FISH OUT OF WATER: Fisherman Colin Farrell rescues selkie Alicja Bachleda in 'Ondine.'
By Richard von Busack
Mermaid kitsch must be thundered against, but there's a surprising amount of grit in Neil Jordan's Ondine. In his 16th film, Jordan is clearly working to please himself. The Irish locations are close to his home, and maybe not since The Company of Wolves has he had so much success with Irish magical realism.
I went in unenthusiastic, but it dawned on me once I started watching Ondine that the only thing I would be able to think about for weeks would be the fate of the oceans. The incomparable cinematographer Christopher Doyle brings out the sparkling gloom of these waterscapes, summer's sunlessness, the lambency that's almost as emotionally piercing as Irish music.
Syracuse (Colin Farrell) is known to all and sundry as "Circus," because of the drunken clowning that has marked his life. He has been, however, nearly three years sober on the morning he goes out fishing, and his purse seine hauls a half-dead lady out of the waters off the coast of County Cork.
Ondine (Alicja Bachleda) has a hard-to-place accent; she asks for shelter and to be hidden from the sight of the locals. Syracuse agrees and confides only in the village's blasé priest (Stephen Rea). Word gets out, though. Syracuse's precocious, crippled daughter, Annie (Alison Barry), decides that Ondine is a selkie, a Celtic were-seal in human form. Early on, Jordan gives viewers room to be skeptical. After Syracuse first broaches the subject of Ondine, as if he were reciting a bedtime fable about a lady in the water, Annie responds, "That's a really shite story."

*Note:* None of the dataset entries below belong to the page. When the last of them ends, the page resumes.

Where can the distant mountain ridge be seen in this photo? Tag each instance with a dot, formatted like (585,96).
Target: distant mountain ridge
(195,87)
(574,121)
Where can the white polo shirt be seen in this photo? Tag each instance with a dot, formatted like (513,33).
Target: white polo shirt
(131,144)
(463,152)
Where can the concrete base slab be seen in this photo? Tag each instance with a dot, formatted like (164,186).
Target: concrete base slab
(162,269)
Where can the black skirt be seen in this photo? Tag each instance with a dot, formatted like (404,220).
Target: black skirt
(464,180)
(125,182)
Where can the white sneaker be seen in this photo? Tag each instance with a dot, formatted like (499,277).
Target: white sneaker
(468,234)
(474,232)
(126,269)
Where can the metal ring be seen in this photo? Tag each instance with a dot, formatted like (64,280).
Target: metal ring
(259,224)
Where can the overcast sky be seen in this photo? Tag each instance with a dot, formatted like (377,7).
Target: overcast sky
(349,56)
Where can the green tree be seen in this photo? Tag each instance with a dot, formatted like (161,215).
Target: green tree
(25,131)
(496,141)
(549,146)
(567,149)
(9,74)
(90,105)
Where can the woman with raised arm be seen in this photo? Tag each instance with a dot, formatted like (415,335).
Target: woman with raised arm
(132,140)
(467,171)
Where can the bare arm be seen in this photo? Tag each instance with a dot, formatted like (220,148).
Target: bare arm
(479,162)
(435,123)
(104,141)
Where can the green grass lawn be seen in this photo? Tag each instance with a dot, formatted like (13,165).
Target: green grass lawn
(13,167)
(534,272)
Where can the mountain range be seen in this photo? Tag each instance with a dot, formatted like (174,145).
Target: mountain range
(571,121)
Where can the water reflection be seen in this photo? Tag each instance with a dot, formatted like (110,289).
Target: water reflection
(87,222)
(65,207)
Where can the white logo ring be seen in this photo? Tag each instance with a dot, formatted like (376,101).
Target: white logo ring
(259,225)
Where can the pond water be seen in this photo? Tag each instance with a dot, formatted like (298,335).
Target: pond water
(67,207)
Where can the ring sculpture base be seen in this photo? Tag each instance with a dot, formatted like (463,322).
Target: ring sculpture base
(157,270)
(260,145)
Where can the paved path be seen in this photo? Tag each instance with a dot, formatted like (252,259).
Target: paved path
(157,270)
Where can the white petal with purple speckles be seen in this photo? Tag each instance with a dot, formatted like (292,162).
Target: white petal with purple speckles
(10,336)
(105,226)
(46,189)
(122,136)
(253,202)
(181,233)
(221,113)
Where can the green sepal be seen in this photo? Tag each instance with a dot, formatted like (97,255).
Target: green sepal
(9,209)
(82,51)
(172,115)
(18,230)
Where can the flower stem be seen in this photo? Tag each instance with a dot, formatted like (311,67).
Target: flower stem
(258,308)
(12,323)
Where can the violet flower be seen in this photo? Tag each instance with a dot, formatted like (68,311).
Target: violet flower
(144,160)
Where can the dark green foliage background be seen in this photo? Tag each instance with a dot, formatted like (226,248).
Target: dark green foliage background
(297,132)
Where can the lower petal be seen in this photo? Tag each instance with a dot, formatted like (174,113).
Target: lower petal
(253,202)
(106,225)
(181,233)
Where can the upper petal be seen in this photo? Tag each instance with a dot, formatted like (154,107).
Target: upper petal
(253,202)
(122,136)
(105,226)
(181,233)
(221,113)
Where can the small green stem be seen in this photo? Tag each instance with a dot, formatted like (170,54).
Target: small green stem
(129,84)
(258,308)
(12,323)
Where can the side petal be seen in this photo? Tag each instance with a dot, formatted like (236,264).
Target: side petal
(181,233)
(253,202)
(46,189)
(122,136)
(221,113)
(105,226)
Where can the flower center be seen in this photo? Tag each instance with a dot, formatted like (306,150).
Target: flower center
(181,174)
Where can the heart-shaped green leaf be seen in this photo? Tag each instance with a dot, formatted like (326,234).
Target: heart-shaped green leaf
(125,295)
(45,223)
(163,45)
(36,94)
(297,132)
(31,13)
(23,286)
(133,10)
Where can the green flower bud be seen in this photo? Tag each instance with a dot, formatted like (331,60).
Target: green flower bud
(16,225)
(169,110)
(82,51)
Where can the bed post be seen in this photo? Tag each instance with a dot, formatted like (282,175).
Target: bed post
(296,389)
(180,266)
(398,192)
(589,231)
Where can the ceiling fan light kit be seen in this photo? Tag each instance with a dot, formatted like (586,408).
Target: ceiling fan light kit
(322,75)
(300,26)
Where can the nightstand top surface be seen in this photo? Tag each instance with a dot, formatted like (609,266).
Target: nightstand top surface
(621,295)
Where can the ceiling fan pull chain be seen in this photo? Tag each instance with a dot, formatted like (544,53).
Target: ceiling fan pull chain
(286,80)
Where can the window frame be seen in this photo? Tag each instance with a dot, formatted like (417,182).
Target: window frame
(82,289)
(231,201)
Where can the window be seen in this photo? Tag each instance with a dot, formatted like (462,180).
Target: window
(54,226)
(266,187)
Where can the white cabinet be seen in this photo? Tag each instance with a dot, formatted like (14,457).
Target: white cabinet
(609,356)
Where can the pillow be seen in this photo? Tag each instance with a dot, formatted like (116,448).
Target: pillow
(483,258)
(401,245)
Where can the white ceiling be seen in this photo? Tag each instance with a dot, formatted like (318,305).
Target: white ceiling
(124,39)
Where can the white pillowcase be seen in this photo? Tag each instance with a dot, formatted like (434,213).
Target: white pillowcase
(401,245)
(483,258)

The same, if less profane, bemusement comes from the padre, whom Syracuse uses as an AA sponsor because there isn't one in the village. Rea genially revives the old tradition of the Irish movie priest, powerless to defeat sin but damned if he's going to approve of it, either ("Ya wouldn't want to say a few Hail Marys on your way out?").
Long-lens shots bring out Farrell's virility through juxtapositions. Jordan poses him to look like Hercules, drawing a boat into shore from a rope on top of a cliff, and the forced perspective make the big boat look like a toy. We also see him towering over a lighthouse as if he were Gulliver in Lilliput.
In close-ups, Farrell does a covert job of acting, where shadows conceal his face and hair conceals his eyes. It's the best kind of something-missing performance yet by this actor, who seems to be getting better in his recent films. That he is working alongside Bachleda, his real-life partner, ensures one of his most relaxed and touching performances.
Luckily, Farrell is working under a companionable director—friendly but with a tough, grave streak. Jordan doesn't oversell the heartbreak any more than he oversells the fantasy. And Syracuse picks up this air of nonchalance, telling Ondine, "Maybe you just walked into the sea because of a bad marriage. I did that once."
Jordan's previous aquatic picture, In Dreams, suffered from too many logical explanations, and eventually, Ondine comes to that point in the film where it must provide a perfectly reasonable explanation for all this. Jordan keeps this section short, but unfortunately, here is where the film has its supposed climax. It's a murky standoff, and Doyle's gloaming lapses into semidarkness.
But these few lapses fade in the memory as if they were a coda. More memorable are the elements of Ondine: the light on the water, the salty quip, the sense of possibility.
'Ondine' plays at select North Bay theaters beginning on Friday, June 11.